Alleine die Deutschen spendeten im vergangenen Jahr bis zu sieben Milliarden Euro. Bräche man diese Summe auf alle deutschen Staatsangehörigen herunter, würde das bedeuten, dass jeder Mensch in Deutschland rund 80 Euro gespendet hat – eine absolute Rekordzahl. Deutsche Spendenorganisationen gehen davon aus, dass sich die hohe Summe aus der Zahl der großen humanitären Katastrophen dieses Jahres erklären lässt, beispielsweise das Erdbeben in Nepal oder die ersten großen Flüchtlingswellen.
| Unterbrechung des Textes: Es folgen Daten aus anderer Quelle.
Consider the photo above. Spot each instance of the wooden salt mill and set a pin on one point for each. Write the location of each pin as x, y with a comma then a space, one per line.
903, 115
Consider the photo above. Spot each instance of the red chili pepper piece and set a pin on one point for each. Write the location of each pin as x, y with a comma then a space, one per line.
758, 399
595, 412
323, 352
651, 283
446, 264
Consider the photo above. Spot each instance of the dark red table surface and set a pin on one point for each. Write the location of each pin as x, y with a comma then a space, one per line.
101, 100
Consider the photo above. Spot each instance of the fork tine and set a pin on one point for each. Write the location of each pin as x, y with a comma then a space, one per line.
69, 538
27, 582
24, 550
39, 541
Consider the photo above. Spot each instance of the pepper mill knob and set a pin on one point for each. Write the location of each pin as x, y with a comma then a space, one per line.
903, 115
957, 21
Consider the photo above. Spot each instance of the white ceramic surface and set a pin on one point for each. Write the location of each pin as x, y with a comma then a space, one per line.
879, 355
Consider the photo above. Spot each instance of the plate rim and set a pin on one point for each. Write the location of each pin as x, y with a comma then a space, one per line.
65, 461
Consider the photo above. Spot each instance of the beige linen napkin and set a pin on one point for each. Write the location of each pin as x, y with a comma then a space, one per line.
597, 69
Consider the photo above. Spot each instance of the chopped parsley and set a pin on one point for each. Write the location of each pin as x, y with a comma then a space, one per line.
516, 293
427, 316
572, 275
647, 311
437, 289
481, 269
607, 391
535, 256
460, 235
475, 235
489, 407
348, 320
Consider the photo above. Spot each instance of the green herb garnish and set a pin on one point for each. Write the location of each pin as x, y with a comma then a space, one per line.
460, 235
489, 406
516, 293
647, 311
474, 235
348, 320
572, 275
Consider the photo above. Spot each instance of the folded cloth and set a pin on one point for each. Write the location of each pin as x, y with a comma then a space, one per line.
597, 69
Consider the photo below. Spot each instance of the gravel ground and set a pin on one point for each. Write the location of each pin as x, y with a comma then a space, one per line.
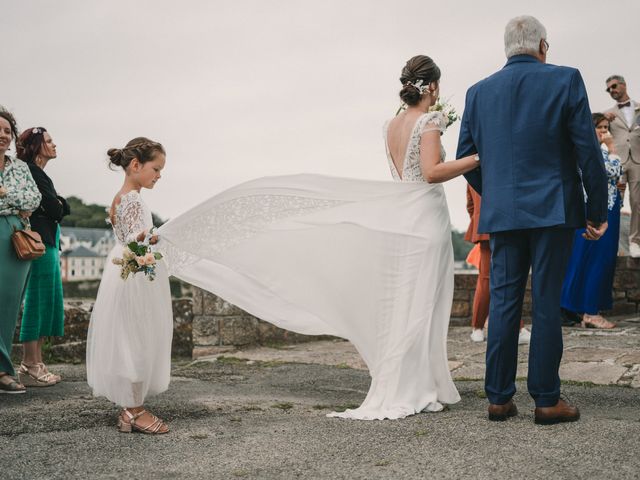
266, 420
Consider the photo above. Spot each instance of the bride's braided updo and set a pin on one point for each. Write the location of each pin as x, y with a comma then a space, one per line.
141, 148
419, 70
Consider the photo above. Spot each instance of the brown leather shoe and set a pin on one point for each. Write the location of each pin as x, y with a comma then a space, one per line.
563, 411
499, 413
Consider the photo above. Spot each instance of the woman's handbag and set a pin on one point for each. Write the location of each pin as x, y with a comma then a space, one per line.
27, 243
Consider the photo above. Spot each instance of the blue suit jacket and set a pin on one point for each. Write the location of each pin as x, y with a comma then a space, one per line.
531, 125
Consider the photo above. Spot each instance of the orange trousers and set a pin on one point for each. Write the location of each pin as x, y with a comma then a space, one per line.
482, 295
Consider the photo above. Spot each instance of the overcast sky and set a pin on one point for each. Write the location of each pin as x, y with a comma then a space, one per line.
238, 89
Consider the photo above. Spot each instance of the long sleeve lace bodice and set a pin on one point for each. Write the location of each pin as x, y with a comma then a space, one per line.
132, 217
411, 171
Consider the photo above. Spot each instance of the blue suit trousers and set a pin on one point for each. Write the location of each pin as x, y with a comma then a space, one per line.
545, 251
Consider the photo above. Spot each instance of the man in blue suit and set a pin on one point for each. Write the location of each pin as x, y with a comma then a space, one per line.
530, 124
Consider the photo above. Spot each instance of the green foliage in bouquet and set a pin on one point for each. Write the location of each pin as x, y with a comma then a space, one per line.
138, 257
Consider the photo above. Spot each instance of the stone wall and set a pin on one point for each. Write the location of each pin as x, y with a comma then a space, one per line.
219, 326
206, 324
72, 347
626, 293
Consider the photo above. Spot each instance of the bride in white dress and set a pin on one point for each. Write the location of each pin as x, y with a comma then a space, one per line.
368, 261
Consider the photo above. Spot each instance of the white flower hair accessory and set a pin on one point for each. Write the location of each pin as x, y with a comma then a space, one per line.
419, 85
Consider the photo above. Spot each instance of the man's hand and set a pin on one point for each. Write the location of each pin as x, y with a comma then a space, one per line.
594, 230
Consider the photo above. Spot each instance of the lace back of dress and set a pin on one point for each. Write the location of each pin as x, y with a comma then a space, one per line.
411, 171
131, 217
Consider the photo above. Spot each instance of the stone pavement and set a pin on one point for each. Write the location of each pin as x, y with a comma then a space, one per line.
264, 417
599, 357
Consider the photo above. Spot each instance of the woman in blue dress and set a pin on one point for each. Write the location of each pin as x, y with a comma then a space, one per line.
589, 280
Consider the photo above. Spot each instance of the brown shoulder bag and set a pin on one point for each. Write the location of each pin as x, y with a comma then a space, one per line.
27, 243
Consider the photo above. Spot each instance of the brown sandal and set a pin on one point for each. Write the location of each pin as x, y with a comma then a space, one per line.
127, 423
596, 321
54, 376
35, 376
10, 387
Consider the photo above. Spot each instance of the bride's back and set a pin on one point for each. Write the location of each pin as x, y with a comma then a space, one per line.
398, 135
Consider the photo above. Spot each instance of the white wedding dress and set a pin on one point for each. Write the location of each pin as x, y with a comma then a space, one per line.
129, 339
368, 261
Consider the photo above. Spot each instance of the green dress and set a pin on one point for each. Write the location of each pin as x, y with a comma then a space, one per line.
43, 305
19, 193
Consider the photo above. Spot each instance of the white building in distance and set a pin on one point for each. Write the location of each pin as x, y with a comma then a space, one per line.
84, 252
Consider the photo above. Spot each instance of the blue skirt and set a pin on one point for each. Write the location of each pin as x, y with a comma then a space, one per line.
588, 283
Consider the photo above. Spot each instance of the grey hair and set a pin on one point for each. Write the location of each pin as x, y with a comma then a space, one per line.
619, 78
522, 35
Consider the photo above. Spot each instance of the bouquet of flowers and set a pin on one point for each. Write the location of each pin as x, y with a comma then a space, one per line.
440, 106
448, 111
138, 257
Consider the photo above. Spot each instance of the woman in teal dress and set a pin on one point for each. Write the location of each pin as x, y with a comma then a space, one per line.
19, 196
43, 306
588, 282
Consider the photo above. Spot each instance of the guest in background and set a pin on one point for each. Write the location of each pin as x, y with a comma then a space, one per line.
19, 196
624, 118
481, 297
588, 282
43, 307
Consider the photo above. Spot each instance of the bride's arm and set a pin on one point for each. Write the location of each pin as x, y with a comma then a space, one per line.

Andere Arten von Spenden – zum Beispiel Blutspenden – tauchen in dieser Erhebung überhaupt noch nicht auf.

Was bewegt uns zum Spenden?

Der Mensch ist, da ist sich die Wissenschaft weitestgehend einig, die einzige Gattung der Erde, die zu sozialer Kognition und zu sozialem Umgang fähig ist. Dazu gehört beispielsweise, dass wir in der Lage sind, anhand des Verhaltens unserer Mitmenschen zu erkennen, wie sie sich fühlen, aber eben auch das Spenden. Zu spenden, also eine Leistung zu erbringen, ohne eine adäquate Gegenleistung zu erhalten (also das absolute Gegenteil der ökonomischen Theorie), ist uns als Spezies eigen. „Indirekte Reziprozität“ heißt dieses soziale Kalkül in Fachkreisen; ein Phänomen, das unter anderem in der Sozialen Neurowissenschaft thematisiert wird.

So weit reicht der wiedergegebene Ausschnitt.